# Sealant that joins the side panel to the roof?



## Dooney (Feb 8, 2008)

On our 2008 Chausson the sealer that joins the side panel to the roof has turned black and not nice,
I intend to cut it flush with the trim and reseal with sealer.

What sealer do I use?

Do I use Sikaflex which is an adhesive sealer, or is there a sealer that is specific for this type of joint?

regards

Jerry


----------



## MikeCo (Jan 26, 2008)

I would think twice about cutting away any sealant , have you tried cleaning it at all.

Mike


----------



## VanFlair (Nov 21, 2009)

Hi Jerry

Mine was looking a bit unsightly as well and was coming away in places so I cut out just the bead not right back into the joint, I then re-beaded with a Sudaflex adhesive sealer, it goes a bit yellow with time but so does Sikalex and most others from what I can tell including the ones that say they dont.

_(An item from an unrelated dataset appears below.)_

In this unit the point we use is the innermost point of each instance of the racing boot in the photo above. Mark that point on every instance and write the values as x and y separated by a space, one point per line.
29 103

One thing to look for is ease of application and final clean up ideally you get it on in one bead without touching but if you can you are better than me. I put a nice bead of Sudaflex in and then ran over it with the head of a screw to give a nice round profile, anything that overspilled I left for a couple oh hours and then removed with my fingernails or plastic scraper finally cleaning up with white spirit. Fairly tidy job I think but as I say goes slightly yellow, I used Dekaseal to stick the solar panel feet down and tried a bit of that on the trim but that also goes yellowish (cream really) and not sure what the proper clean up agent is for this.

Reading your post again side panel to roof so do you even see it, if not cleaning up etc is not the big problem.



Martin


----------



## Dooney (Feb 8, 2008)

pictures of what I mean


----------



## sideways (Jun 2, 2008)

Its because they havnt used a non fungicide sealer i cleaned all mine with turps but its all come back again a year later.


----------



## DTPCHEMICALS (Jul 24, 2006)

A rub with white spirit.
Dave p


----------



## JockandRita (Jun 1, 2005)

Hymer use Korapop, which is what I bought when having the front and rear roof seals renewed. It certainly hasn't gone yellow over the past two years.
Kommerling UK will be able to point you to your nearest stockist.

HTH,

Jock.


----------



## JockandRita (Jun 1, 2005)

I forgot to add, that more recently on another area (rain gutter), I used Wurth Bond and Seal, and will be using the same for renewing a couple of solar panel brackets, although I cannot comment on any discolouration of the whiteness yet.

Again, HTH.

Jock.


----------